"I feel like a sack of wet rags is sitting on my stomach. Like if I just eat one piece of white bread, then I will feel much much better." This is what I told Chris this morning while he was putting his hair product in. But the whole wheat bread I had for breakfast with some yogurt didn't help. And the 1/2 of a Gingerbread (limited flavor) Clif bar at noon didn't help either. And the salad with edamame, beats and asparagus I finally got to eat at my 2:30 lunch- didn't help either. Blah. I think sleep may just be the cure. Which is odd, because a few drinks shouldn't do this to a person, nevertheless, I feel like I partied way into the night- which is not at all what I did. I got the train to 96th street and wandered home in the falling snow before 10:00PM.

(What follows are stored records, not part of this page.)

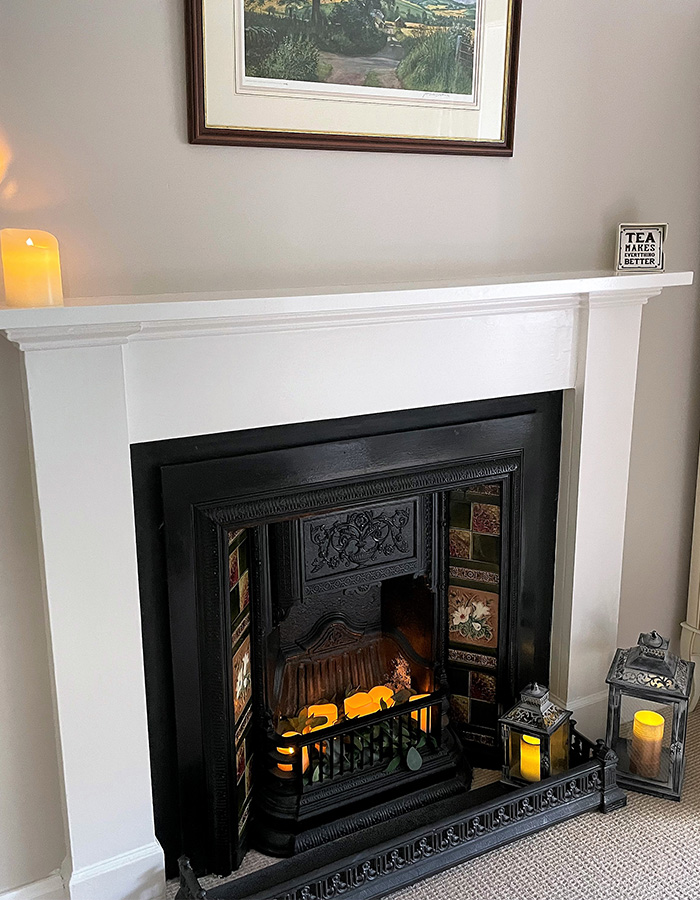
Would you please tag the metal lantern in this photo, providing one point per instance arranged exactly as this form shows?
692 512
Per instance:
536 738
647 716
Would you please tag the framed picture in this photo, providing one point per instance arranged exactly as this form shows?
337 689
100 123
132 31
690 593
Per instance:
640 248
415 76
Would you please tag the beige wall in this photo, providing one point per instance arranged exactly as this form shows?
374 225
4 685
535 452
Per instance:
93 111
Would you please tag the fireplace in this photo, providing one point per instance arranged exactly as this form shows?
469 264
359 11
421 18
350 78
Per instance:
348 617
157 371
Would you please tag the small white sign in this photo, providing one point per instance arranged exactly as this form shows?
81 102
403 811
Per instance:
641 248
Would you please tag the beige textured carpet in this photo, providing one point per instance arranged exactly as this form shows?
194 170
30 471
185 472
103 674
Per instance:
648 851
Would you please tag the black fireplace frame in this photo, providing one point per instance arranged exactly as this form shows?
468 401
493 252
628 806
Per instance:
196 473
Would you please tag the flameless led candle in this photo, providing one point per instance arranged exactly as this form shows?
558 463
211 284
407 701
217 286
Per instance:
360 704
420 715
647 739
380 693
31 268
290 751
530 758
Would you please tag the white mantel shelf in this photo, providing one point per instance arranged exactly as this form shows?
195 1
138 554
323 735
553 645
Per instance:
105 320
103 374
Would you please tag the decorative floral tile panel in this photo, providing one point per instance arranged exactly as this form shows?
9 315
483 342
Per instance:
473 617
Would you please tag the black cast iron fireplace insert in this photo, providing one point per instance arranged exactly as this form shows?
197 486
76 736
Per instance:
309 565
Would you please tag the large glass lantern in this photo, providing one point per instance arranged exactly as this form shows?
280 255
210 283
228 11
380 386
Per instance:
647 716
536 738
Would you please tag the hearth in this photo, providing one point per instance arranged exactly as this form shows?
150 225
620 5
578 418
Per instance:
350 605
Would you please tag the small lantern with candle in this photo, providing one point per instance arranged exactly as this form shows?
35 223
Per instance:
536 738
649 690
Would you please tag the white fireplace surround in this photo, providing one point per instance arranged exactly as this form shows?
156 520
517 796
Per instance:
102 374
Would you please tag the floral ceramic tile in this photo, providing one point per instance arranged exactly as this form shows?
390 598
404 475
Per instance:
482 687
242 681
486 518
473 617
233 568
460 543
460 709
240 762
244 590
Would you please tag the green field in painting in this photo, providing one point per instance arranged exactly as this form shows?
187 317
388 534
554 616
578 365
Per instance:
399 44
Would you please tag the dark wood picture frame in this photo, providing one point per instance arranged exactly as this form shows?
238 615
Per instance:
202 133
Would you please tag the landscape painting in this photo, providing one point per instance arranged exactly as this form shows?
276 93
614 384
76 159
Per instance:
373 49
408 76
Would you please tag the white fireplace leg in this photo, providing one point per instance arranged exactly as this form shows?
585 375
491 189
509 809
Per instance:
79 434
596 443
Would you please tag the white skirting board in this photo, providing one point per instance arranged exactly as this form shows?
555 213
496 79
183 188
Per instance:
136 875
51 888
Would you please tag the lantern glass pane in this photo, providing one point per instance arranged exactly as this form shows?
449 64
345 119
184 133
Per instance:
525 759
559 750
644 742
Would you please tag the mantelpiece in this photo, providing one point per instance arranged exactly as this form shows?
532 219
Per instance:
104 374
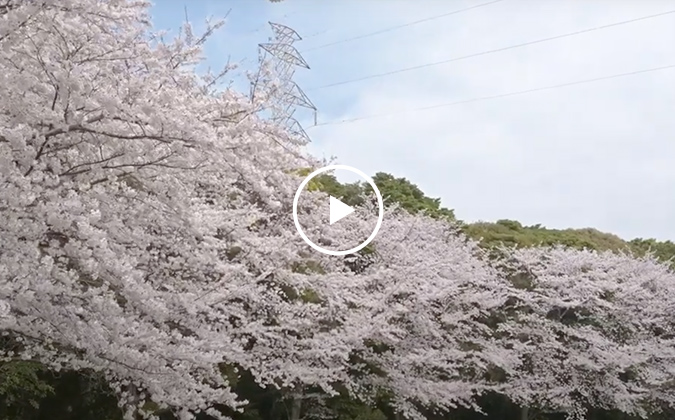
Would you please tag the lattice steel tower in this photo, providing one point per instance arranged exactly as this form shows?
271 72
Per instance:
278 61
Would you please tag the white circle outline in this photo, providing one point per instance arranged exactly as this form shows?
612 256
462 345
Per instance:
379 203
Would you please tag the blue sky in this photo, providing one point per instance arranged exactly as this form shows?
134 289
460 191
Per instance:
596 155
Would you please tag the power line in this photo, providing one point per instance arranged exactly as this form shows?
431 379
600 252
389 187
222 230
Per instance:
503 95
392 28
538 41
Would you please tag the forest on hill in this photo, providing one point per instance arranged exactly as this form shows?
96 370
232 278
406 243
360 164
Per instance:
491 234
150 266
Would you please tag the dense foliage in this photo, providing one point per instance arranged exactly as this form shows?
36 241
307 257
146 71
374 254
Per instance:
150 267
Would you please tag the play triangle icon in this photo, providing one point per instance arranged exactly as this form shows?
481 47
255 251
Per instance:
338 210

And, I know I haven't mentioned it nearly enough, but the second wart I had cut/ burned/ dug out of my face over three weeks ago is still quite ugly and not nearly as healed as I feel it should be. And today, I had an angry zit appear on my jaw bone too, it's aching something terrible, but just won't give. I'm spent on all these physical ailments. Today, I started wondering, I will ever finish a Half Marathon. --- It's only two months away. But I know this is not me, this is not how I normally feel. Zapped!

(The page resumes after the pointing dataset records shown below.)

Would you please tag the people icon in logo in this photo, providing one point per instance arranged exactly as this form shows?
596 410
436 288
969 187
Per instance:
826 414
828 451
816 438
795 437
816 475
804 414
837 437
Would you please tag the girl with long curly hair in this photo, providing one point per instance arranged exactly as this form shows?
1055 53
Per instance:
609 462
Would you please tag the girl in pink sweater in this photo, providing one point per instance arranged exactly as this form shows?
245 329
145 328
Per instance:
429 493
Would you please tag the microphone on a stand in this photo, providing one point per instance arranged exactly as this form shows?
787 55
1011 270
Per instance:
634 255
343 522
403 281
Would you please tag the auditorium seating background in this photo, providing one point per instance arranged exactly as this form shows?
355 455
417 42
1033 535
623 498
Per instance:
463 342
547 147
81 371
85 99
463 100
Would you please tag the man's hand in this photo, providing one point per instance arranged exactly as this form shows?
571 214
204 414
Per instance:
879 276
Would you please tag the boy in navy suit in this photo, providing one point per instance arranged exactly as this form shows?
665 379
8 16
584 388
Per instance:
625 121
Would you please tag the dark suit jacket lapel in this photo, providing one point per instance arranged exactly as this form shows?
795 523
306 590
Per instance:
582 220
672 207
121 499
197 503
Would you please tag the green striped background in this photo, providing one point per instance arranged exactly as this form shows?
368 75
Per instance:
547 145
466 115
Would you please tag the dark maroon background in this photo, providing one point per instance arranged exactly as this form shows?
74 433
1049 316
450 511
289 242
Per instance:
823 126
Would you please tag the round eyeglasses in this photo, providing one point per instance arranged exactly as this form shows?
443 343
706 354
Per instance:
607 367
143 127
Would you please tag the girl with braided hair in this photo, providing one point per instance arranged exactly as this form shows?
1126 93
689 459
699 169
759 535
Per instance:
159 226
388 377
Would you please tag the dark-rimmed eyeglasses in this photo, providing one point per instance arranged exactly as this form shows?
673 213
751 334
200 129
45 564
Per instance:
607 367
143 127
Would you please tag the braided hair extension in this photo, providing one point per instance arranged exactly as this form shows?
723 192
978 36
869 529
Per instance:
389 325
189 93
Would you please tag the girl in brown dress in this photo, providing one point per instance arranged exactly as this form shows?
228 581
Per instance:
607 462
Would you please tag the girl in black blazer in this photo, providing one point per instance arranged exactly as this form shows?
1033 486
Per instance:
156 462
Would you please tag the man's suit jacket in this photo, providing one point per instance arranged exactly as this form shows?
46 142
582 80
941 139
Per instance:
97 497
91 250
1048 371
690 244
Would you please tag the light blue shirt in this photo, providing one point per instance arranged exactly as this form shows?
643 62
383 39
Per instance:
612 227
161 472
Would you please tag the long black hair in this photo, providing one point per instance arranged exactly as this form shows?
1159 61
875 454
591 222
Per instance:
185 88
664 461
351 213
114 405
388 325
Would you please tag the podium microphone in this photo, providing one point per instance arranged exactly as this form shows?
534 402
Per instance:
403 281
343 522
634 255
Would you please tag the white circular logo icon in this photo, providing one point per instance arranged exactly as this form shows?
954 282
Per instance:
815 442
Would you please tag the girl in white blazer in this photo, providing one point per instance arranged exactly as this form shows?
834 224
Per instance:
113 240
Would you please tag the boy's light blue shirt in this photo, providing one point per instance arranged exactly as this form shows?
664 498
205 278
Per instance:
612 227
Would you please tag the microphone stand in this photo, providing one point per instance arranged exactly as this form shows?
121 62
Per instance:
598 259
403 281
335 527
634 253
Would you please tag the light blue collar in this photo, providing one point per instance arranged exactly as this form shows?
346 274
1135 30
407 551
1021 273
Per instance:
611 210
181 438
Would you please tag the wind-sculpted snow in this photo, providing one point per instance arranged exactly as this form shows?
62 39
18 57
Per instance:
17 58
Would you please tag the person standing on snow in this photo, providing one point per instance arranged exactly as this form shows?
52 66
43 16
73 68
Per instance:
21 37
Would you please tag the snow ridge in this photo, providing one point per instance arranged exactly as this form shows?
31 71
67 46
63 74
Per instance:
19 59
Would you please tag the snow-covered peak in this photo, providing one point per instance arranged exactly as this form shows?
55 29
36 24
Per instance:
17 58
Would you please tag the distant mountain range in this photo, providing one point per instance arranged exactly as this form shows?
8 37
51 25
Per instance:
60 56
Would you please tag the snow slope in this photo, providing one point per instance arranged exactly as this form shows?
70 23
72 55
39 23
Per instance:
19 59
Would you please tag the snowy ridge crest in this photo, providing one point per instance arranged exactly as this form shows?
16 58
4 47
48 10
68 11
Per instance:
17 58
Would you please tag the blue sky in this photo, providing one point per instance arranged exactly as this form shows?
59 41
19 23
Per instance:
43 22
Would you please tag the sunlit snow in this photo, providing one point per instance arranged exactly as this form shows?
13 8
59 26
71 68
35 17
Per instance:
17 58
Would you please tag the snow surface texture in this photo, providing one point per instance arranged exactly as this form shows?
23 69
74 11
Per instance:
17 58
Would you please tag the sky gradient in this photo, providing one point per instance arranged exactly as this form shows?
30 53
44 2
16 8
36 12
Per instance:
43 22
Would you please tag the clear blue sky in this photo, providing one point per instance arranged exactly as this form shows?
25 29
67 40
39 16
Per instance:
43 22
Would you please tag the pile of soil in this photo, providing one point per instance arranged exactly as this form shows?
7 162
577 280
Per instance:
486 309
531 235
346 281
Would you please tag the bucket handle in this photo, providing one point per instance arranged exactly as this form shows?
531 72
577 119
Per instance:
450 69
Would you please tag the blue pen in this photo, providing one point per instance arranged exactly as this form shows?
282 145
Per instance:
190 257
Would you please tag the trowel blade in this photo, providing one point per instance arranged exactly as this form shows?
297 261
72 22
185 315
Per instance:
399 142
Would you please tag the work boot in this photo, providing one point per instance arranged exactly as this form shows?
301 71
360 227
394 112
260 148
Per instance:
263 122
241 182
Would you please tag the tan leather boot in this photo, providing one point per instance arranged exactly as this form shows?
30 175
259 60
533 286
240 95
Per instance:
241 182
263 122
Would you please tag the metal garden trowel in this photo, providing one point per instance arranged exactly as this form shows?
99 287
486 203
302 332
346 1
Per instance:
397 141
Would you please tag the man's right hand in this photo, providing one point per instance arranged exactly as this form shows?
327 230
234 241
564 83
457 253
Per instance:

In other, unrelated news, I found out my Haribo were NOT from Austria, but were however, ordered on this website. So now I don't have to save them for just the right time, but I can get more whenever I am so obliged. I got an email at 4:30AM from a friend who couldn't sleep and one this morning from a friend who's mom has been diagnosed with breast cancer and will have surgery tomorrow.
And, even though I know your not supposed to, I put my Nalgene water bottle in the dishwasher. I do from time to time. And it was smelling funky! But this time, I melted the lid- which also explains that horrid odor in the apartment this morning. I kept thinking something was on fire, but after checking the coffee maker a couple times, I assumed it was just me. Or something coming from another apartment on our floor. Melting Plastic- nothing quite like it. Maybe burning hair perhaps. (Did I tell you about the time I singed my arm hair while cooking on the stove top...?

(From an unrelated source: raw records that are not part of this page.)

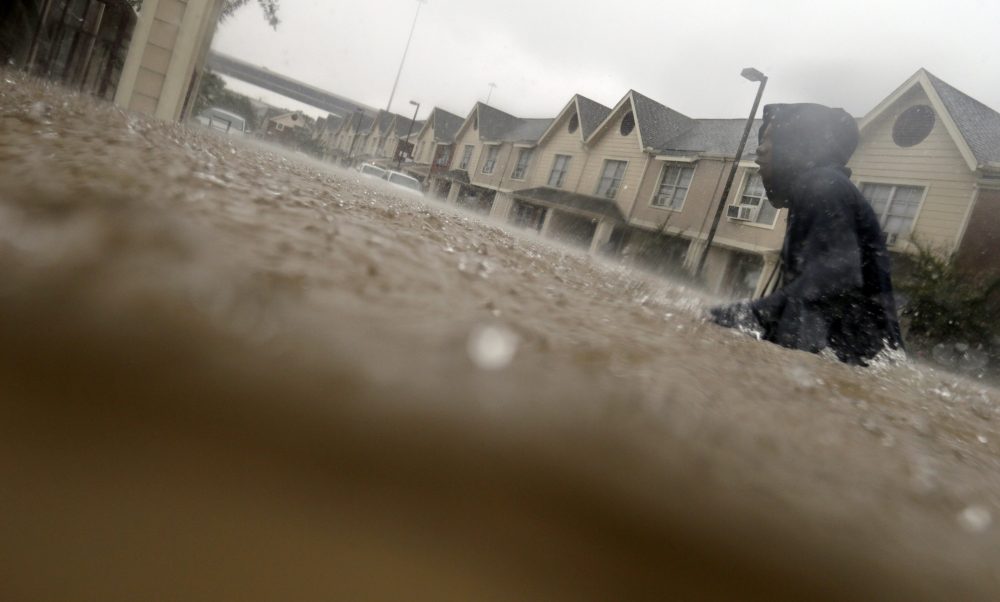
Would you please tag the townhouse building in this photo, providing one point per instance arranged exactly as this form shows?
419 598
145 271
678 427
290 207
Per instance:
432 149
929 162
492 151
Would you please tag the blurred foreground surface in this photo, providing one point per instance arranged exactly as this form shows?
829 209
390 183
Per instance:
228 374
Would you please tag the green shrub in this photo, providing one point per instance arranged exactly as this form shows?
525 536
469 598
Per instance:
943 304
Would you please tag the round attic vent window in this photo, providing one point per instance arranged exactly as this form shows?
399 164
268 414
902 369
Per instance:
913 126
574 123
628 123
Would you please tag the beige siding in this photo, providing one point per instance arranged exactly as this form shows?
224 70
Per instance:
935 164
469 136
500 178
560 142
695 217
427 140
611 145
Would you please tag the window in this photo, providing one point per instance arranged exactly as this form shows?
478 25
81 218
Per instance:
674 184
444 156
628 123
753 205
913 126
895 206
574 123
491 159
611 178
559 168
466 157
523 160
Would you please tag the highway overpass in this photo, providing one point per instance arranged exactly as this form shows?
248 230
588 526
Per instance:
275 82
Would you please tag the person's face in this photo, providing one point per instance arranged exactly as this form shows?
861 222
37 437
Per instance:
764 155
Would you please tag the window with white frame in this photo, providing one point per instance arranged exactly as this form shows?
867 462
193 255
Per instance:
491 159
559 168
523 160
895 206
752 205
466 157
611 178
444 156
675 181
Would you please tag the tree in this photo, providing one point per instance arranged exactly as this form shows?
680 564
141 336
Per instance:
213 93
270 8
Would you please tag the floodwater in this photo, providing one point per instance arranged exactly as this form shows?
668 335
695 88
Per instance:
232 373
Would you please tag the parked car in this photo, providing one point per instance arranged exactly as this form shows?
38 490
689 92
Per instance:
224 121
367 169
401 180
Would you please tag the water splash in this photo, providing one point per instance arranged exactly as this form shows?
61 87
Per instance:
493 347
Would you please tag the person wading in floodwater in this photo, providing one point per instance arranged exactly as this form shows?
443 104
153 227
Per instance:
835 289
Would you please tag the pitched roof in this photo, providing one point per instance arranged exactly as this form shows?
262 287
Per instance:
715 137
404 125
977 123
657 123
446 125
494 124
591 113
382 121
528 131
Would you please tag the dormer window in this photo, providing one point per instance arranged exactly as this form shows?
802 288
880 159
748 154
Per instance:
628 123
913 126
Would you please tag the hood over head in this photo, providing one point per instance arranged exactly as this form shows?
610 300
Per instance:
805 136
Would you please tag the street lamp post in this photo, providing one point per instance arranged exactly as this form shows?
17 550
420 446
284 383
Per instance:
754 76
406 50
399 161
358 118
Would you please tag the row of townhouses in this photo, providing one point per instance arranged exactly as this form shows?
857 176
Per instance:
643 181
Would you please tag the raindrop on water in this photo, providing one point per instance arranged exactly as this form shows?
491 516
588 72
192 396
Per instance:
492 347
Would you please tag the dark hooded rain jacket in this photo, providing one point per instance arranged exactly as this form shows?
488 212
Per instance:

It's been a day. And tonight- rehearsal. As much as I want to go home and crawl under the covers, possibly with my contacts still in (gasp!)- I will go to rehearsal. And I'll sing. And I'll worship, even with a heavy heart. God already knows. I'm glad I can go somewhere, no matter how I'm feeling, how I'm not feeling, and be accepted, loved on and receive a little bit of LIFE. It's only Wednesday.
(Sorry this reads like an email. Or a journal entry. Or a letter to my grandmother.)